馬産地ニュース

日本一早い2歳重賞・栄冠賞はティーズアライズ

  • 2014年07月03日
  • 差し切り勝ちを決めたティーズアライズ
    差し切り勝ちを決めたティーズアライズ
  • 松井騎手は重賞初制覇
    松井騎手は重賞初制覇
  • 446kgで出走した
    446kgで出走した
  • 喜びの口取り
    喜びの口取り
  • 優勝馬関係者の皆さん
    優勝馬関係者の皆さん

 すっかり夏らしい気候になってきた門別競馬場では7月1日、今年の2歳世代最初の重賞となるTVh杯栄冠賞(H2)[アイルハヴアナザー賞]が行われた。

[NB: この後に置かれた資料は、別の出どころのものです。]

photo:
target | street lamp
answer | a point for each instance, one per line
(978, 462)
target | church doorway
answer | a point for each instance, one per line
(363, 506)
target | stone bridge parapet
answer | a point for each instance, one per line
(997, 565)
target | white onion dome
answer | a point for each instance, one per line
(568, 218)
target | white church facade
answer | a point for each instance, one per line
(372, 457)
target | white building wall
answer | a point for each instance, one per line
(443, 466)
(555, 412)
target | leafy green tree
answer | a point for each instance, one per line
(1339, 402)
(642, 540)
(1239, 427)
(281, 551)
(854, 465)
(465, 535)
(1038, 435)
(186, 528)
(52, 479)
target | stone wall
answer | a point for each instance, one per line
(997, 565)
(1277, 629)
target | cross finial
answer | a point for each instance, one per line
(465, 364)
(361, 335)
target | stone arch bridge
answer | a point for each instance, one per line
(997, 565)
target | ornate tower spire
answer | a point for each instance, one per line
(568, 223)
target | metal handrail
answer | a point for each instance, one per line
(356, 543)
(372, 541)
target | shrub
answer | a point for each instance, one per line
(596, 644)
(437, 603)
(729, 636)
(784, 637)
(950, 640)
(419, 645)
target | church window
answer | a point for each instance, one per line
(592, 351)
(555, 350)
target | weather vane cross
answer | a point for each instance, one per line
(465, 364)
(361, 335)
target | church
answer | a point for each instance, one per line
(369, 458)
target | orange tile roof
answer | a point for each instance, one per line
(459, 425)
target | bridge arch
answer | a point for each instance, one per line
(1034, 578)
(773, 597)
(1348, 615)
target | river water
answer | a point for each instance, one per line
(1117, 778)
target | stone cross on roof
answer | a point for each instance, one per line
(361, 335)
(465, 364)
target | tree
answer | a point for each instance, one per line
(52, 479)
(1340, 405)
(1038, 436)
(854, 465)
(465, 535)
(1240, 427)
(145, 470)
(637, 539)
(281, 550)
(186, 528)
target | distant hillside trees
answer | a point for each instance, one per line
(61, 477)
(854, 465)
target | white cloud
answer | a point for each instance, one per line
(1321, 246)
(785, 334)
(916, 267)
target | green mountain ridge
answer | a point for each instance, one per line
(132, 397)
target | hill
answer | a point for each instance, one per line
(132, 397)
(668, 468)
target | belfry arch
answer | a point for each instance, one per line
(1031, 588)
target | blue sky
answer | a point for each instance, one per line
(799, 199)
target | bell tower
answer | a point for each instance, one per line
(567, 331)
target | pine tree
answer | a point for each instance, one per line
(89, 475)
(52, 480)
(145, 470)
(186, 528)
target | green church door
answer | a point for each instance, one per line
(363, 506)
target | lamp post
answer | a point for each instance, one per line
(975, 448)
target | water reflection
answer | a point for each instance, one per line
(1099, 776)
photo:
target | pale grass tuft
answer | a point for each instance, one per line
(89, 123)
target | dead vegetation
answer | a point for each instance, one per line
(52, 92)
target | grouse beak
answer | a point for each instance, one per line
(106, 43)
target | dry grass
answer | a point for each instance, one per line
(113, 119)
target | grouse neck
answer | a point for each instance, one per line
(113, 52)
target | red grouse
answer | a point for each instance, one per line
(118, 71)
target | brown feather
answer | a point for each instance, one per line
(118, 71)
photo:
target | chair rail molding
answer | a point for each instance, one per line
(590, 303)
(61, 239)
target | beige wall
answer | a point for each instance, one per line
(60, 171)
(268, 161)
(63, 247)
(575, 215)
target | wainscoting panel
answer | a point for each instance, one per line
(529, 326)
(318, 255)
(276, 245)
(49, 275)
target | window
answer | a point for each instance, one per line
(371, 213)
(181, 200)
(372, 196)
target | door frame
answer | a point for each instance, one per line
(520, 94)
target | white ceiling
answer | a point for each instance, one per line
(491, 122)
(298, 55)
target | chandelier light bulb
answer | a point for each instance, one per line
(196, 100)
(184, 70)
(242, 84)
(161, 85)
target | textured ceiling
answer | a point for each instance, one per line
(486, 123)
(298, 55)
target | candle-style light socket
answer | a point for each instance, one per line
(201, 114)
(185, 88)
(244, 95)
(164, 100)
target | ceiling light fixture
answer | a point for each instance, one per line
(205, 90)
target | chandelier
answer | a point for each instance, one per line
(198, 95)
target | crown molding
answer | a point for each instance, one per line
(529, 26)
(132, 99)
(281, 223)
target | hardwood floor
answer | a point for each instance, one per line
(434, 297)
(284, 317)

 距離ダート1200mに14頭が参戦。ちょうど牡牝半々のメンバー構成となった。新種牡馬のアドマイヤオーラ、カネヒキリ、バトルプラン、ローレルゲレイロの産駒もさっそく出走を果たした。人気はリーディング上位の角川秀樹厩舎、原孝明厩舎勢。クリノショウスーシ(1番人気)、ルージュロワイヤル(3番人気)はデビュー戦で抜群の速さを示した角川厩舎勢。同じく人気を集めた原厩舎勢のオヤコダカ(2番人気)、コールサインゼロ(4番人気)は500kgを超す雄大な馬体で、2歳馬らしからぬ迫力を見せていた。

 キャリア1、2戦の馬によるレースながら、ほぼ揃ったスタート。内枠を利してバトルルーラーがハナに立ち、クリノショウスーシが楽に2番手を追走した。スピードを生かしてコンドルダンス、アオジャシン、オヤコダカが先行集団にとりつき、コールサインゼロは行き脚がつかず、ルージュロワイヤルも後方からのレースとなった。3、4コーナーにかけて馬群はかたまり、バトルルーラー、クリノショウスーシが馬体を併せて直線へ。7、8頭が横に広がっての攻防は、内にもぐりこんだフィーリンググー、クリノショウスーシ、外に持ち出したオヤコダカが抜け出しを図るところ、中団に控えていたティーズアライズ、ルージュロワイヤルが末脚を伸ばし、ゴール前は混戦の様相。最後は激しい叩き合いの末、松井伸也騎手の叱咤激励に応えたティーズアライズがグイっと伸び、見事先頭で駆け抜けた。クビ差及ばずの2着にフィーリンググーが入り、オヤコダカが3着に続いた。勝ち時計は1分15秒2(良馬場)。時計のかかる馬場で、後半の上がり3ハロンは39.6秒を要した。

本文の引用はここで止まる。